THE TEMPORAL AND SPATIAL DISTRIBUTION OF TRACE METALS IN THE FLUVIAL AND LACUSTRINE SEDIMENTS OF THE SOUTHERN CHESAPEAKE BAY BASIN

The progressively declining ecological condition of the Chesapeake Bay is attributed to the influx of contaminants associated with sediment loads supplied by its largest tributaries. Reconciling historic mining and agriculture with current urban expansion can illustrate the evolution of metal loading by point and non-point sources in a dynamic landscape. These efforts permit the preservation of ecosystems that impart biological and economic value to this estuarine system. This study analyzes the spatial distributions of Al, Ca, Mg, Cr, Cd, As, Se, Pb, Cu, Zn, Mn, and Fe in the surficial sediments of the waterways of the Virginia portion of the Chesapeake Bay basin. The historic fluctuations in trace metal input were determined with sediment cores obtained in fluvial-estuarine environments and reservoirs in the upper reaches of the basin. The sediment cores underwent radiochronological analyses (²¹⁰Pb and ¹³⁷Cs) and the metal profiles revealed high basal enrichment factors (EF) between 0.05 and 40.24, which are interpreted to represent early nineteenth century agricultural activity and primary resource extraction. Surficial enrichment factors ranged between 0.01(Cu) and 1420.81 (Cd).
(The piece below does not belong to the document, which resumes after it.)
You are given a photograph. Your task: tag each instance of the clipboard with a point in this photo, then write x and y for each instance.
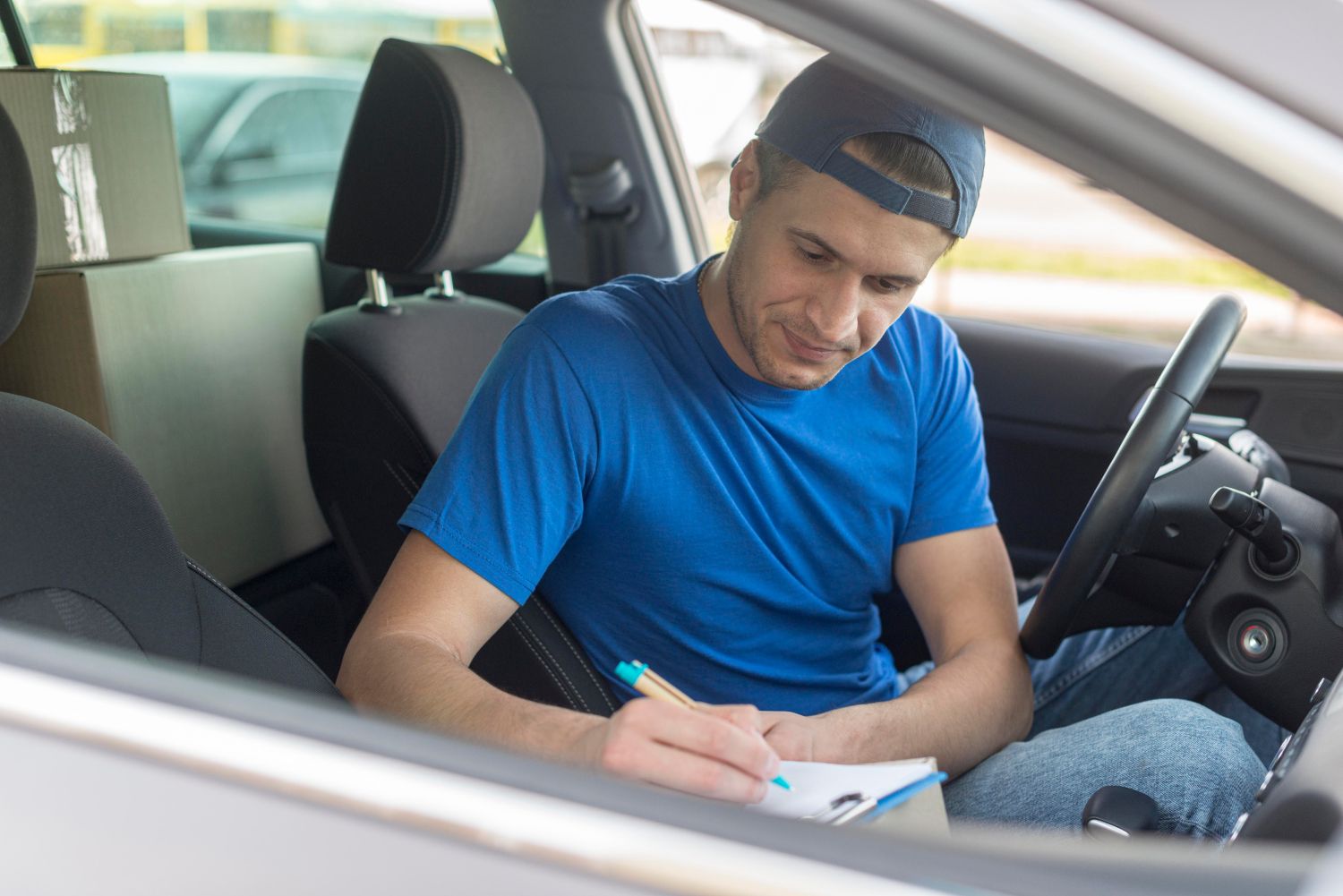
(846, 794)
Elevated enrichments of Pb, Cu, Zn, and Cd are a possible consequence of urban expansion and industrial development along major transportation corridors. Contemporary surficial enrichments of As, Se, and Cr ranged between 0 and 137.45, and are affected by lithological and atmospheric sources. Pearson correlations suggest mining and agricultural legacy, coupled with aerosol deposition, is responsible for high metal concentrations in western lakes and headwater reaches of fluvial systems, while metal accumulation in estuarine reaches of rivers can be attributed to urban effluence and the remobilization of legacy sediments.